Anna also got me the latest cd in Paul Simon’s varied and rich music career. Over time, I’ve all but accumulated his life’s work. I like him because he’s a storyteller, not just a musician, but whereas he use to do works representing whole lands or cultures (like Rhythm of the Saints or Graceland) he now seems to be focusing on domestic affairs and personal/existential struggles. His last cd was something of a mid-life, over-the-hill-and-looking-back compilation. Consequently, his lyrics have lost some of their beauty or luster – being replaced by frankness. He seems to me a poet trying to hit the mark of life’s beauty even in the mundane and ordinary, but he’s also started to embrace the absurd as part of his art – like Marlon Brando walking around in The Godfather with an orange in his mouth just before he dies as if to say sometimes life is silly or unexplainable …
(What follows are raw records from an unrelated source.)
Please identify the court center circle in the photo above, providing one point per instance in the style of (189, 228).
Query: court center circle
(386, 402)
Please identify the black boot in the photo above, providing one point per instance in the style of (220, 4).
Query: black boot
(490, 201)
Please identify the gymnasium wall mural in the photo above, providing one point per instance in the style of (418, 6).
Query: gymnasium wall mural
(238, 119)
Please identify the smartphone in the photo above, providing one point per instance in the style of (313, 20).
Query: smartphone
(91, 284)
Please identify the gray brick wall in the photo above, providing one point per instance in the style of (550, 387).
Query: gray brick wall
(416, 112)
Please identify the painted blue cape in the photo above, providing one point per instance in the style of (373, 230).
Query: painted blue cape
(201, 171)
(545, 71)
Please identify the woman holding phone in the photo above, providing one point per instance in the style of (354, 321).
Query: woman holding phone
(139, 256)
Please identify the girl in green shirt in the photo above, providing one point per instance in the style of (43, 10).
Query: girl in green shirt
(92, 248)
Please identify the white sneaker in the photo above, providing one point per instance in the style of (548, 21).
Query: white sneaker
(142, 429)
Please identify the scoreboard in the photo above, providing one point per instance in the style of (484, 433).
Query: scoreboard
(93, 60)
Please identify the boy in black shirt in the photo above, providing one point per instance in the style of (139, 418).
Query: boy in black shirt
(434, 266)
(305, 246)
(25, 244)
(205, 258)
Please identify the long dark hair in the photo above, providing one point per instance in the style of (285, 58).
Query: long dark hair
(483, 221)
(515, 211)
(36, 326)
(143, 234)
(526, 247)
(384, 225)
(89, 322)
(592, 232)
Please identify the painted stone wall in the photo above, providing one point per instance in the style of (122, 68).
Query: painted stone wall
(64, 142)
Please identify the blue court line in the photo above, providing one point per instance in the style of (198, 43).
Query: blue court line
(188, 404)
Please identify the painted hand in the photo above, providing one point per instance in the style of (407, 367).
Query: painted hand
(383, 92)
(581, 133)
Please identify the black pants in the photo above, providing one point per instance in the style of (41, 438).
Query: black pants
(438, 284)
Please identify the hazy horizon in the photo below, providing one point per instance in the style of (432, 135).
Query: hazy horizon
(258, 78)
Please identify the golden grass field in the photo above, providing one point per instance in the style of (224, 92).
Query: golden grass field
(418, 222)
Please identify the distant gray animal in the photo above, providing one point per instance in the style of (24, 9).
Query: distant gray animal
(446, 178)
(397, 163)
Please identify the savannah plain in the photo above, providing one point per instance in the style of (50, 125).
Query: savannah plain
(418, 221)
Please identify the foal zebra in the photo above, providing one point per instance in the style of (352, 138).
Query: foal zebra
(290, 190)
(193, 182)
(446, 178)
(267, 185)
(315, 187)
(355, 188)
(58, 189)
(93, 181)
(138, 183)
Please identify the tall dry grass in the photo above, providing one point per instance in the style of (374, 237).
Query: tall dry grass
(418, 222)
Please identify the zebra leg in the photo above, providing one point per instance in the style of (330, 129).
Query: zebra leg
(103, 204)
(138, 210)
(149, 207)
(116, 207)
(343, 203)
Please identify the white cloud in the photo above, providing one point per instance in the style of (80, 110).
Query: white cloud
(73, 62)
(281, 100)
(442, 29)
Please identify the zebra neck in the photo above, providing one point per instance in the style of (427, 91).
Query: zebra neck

Or maybe Brando and Simon tried to show that sometimes the most complicated of things exists in unison with the most simple. If that’s the case, then that makes me feel better about my birthday because it seems that isn’t so much about big days and little days anymore, nor about good days and bad days. When life gathers enough history, days are days – not much worse than others and not much better either. That’s something Paul Simon has likely sung about, and, in fact, I can hear in my mind one of his recent ballads …
“Man, you’re old … getting old … getting old.” So it goes. Well, happy birthday to me.